Et sur le final de l’impérial Rock and roll all nite, alors que la batterie monte au plafond, le bassiste Gene Simmons et le guitariste Tommy Thayer s’installent sur des tabourets géants guidés par des bras hydrauliques qui les « glissent » littéralement au-dessus des têtes des spectateurs. Même David Copperfield n’aurait pas imaginé pareille mise en scène. Mais il y a aussi de la musique, on vous rassure. Entre un feu d’artifice, une tornade de confettis et un solo de Gene joué dans les airs avec une basse en forme de hache, on a eu droit à un best ofbalayant les quarante ans d’un groupe qui mérite plus que jamais d’être réhabilité par l’intelligentsia du rock.  Detroit Rock City, Deuce, I Love it loud, War Machine, Do you love me, Callin Dr. Love, Lick It Up, I was made for loving you, tout y était.  Ce n’est pas la première qu’on les voyait, ce n’est sans doute pas la dernière car Kiss est immortel,  mais ce fut inoubliable. Sur son site, Kiss a balancé un selfie du Graspop (voir notre photo) avec cette légende: « You rocked last night at Graspop. Awesome! Thank you! » Vive Kiss…

#2 Slash

Un vrai de vrai, Slash. Pas du genre à reste au bord de sa piscine californienne ou de faire le zozo sur les réseaux sociaux. Non, son truc à lui, c’est le rock. Et le rock, c’est bien connu, ça se joue sur scène. Sous son chapeau noir,  ses boucles noires et ses lunettes noires, il balance solo sur solo et prend son pied comme un gamin.  Avec ses Conspirators et un chanteur Myles Kennedy particulièrement bien en voix, il délivre un hard-rock traditionnel qui n’a rien de transcendant , nous sommes bien d’accord. Mais çà fonctionne parce que le groupe y met son naturel, sa bonne humeur et ne donne jamais l’impression de jouer de manière routinière. Et quand sonne l’heure de revisiter les tubes de son premier groupe Guns N’ Roses, on n’est pas loin de l’hystérie, notamment sur le génial Paradise City.  A noter que le groupe vient de sortir un DVD live capté au Roxy, même que ça s’appelle « Live at the Roxy ».  On rappellera aussi qu’un autre ex-Guns N’Rose était présent au Graspop, en la personne de claviériste Dizzy Reed qui a ouvert le festival avec son groupe The Dead Daisies.

#3 Cavalera Conspiracy

Drapeaux brésiliens sur les amplis, jeu de batterie qui imite les incantations tribales, chevelure en dreadlocks laminés par le soleil et le sel marin… Pas de doute, c’est bien Cavalera Conspiracy qui déboule sur la grande scène à l’heure de l’apéro (expression débile puisqu’au Graspop, c’est toujours l’heure de l’apéro).
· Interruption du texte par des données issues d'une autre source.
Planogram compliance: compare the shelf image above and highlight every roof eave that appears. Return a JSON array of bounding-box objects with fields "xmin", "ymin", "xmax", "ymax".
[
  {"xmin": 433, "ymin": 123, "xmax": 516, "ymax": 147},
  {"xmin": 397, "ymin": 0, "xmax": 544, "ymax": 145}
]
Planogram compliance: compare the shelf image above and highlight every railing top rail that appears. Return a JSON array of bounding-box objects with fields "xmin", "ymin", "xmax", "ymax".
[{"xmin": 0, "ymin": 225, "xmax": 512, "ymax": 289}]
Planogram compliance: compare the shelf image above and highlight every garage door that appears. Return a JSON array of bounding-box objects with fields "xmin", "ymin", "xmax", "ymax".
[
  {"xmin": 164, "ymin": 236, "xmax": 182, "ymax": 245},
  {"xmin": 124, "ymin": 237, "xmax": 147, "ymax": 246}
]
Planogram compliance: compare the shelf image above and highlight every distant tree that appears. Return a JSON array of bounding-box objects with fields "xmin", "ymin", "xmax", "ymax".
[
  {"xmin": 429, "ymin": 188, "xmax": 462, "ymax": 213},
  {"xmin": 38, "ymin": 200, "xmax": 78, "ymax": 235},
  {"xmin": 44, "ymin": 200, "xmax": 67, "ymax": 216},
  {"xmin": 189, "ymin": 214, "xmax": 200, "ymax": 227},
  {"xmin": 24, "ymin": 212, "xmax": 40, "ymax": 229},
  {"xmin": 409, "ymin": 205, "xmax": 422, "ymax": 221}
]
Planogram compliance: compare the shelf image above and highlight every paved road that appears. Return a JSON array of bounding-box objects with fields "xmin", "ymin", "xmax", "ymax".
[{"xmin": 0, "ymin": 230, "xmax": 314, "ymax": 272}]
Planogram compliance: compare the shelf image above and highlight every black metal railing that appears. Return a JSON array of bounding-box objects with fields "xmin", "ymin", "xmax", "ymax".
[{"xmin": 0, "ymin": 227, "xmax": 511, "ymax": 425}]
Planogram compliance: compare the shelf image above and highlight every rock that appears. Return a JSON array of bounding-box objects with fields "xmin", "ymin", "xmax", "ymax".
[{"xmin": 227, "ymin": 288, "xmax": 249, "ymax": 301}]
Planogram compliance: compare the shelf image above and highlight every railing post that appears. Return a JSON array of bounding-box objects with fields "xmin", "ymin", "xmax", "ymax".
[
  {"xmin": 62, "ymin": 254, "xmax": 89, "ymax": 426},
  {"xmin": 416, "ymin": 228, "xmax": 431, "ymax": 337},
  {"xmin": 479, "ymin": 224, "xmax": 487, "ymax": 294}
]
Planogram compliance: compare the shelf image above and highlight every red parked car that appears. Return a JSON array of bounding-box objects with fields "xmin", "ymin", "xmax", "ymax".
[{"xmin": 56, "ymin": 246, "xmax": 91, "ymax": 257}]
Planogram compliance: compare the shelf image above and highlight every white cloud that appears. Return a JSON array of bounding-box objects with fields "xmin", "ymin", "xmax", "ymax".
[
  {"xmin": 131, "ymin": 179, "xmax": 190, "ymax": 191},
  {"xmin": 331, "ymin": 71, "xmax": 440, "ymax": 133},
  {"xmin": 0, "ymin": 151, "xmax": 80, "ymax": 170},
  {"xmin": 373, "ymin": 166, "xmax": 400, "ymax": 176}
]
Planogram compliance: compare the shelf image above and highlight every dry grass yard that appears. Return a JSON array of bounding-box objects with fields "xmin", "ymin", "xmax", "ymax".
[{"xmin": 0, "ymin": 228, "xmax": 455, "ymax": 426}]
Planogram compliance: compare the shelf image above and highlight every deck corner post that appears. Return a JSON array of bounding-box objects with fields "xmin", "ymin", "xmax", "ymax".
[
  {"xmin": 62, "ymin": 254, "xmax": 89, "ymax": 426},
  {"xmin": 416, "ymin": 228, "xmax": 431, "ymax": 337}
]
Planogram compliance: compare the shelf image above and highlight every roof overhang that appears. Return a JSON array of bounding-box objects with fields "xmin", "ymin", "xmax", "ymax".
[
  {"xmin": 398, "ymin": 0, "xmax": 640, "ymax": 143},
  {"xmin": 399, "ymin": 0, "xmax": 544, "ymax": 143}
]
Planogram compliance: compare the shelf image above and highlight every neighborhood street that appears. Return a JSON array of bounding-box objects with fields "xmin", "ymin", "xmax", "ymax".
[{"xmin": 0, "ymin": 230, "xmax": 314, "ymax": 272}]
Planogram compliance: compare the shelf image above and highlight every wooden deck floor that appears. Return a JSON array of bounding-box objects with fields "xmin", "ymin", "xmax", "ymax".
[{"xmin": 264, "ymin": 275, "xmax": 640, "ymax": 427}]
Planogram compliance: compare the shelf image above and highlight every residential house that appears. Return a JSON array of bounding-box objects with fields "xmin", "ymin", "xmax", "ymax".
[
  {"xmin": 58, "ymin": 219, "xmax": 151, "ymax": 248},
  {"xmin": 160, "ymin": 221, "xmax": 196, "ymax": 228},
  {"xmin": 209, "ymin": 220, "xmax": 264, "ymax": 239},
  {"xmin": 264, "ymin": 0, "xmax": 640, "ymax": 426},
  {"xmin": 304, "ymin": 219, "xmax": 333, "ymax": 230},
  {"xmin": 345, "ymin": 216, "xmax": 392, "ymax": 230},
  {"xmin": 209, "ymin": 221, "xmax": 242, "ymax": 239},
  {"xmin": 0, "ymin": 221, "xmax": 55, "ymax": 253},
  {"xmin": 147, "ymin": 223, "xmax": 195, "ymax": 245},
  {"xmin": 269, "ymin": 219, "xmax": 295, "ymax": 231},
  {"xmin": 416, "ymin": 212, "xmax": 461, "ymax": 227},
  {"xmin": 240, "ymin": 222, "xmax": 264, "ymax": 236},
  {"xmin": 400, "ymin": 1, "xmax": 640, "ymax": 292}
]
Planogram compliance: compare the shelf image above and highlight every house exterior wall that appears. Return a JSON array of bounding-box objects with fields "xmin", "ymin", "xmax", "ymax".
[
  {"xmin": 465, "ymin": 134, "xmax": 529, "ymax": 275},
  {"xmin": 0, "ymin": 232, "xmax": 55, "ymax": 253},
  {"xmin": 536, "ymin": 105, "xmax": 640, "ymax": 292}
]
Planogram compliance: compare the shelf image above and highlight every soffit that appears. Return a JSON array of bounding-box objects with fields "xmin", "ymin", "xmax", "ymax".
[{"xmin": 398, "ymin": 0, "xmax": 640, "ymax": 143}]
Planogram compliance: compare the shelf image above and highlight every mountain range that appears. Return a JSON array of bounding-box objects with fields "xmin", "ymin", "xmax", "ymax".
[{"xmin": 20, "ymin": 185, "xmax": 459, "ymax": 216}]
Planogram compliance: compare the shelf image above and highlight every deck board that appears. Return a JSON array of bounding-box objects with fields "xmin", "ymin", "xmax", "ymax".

Max Cavalera au chant, son frère Igor à la batterie et, au menu, de nombreux extraits de leur dernier album studio – le troisième en date- « Pandomonium » paru l’automne dernier sur le label Napalm Records. Max prend le temps de présenter les morceaux, rappelle la longue histoire d’amour (réciproque) qui le lie à la Belgique, insuffle un peu d’électro dans son metal, se déchaine sur le bien-nommé Banzai Kamikazi et fait plaisir à tous les fans de son premier groupe Sepultura en dépoussiérant le toujours efficace Root bloody roots.

#4 Marduk

On ne va pas faire son malin, nous n’avons jamais écouté aucun des treize albums de cette formation suédoise qui fait dans le death metal,  et pas qu’à moitié.  Le petit dernier s’intitule « Frontschwein ». D’après un fan, ça parle de 3e Reich, de satanisme et d’antéchrist mais ce sont surtout des métaphores pour exprimer la nature sombre de l’être humain. Yep! Sur scène, les maquillages de sous Kiss font un peu rire, mais musicalement, c’est impressionnant. Chant guttural, double grosse caisse, accords mineurs mais aussi arrangements aussi complexes qu’efficaces.  Madruk ne se donne pratiquement pas le temps de respirer, balance toutes ses tripes et en une heure chrono, la messe est dite. Ce qui est dingue, c’est qu’on n’a pas vu le temps passer et qu’on est resté jusqu’au bout, subjugué. C’est ça aussi, les joies de Graspop.

#5 L’ambiance

On aurait bien voulu mettre Marilyn Manson dans notre top 5,  mais le garçon n’a rien pu faire après la tornade Kiss. En festival, on joue avant Kiss, mais pas après. On espère qu’il a retenu la leçon. On est grand fan de son dernier album « The pale emperor », mais vendredi soir, il nous a fatigués avec ses trop longs temps morts et changement d’accessoires entre les morceaux.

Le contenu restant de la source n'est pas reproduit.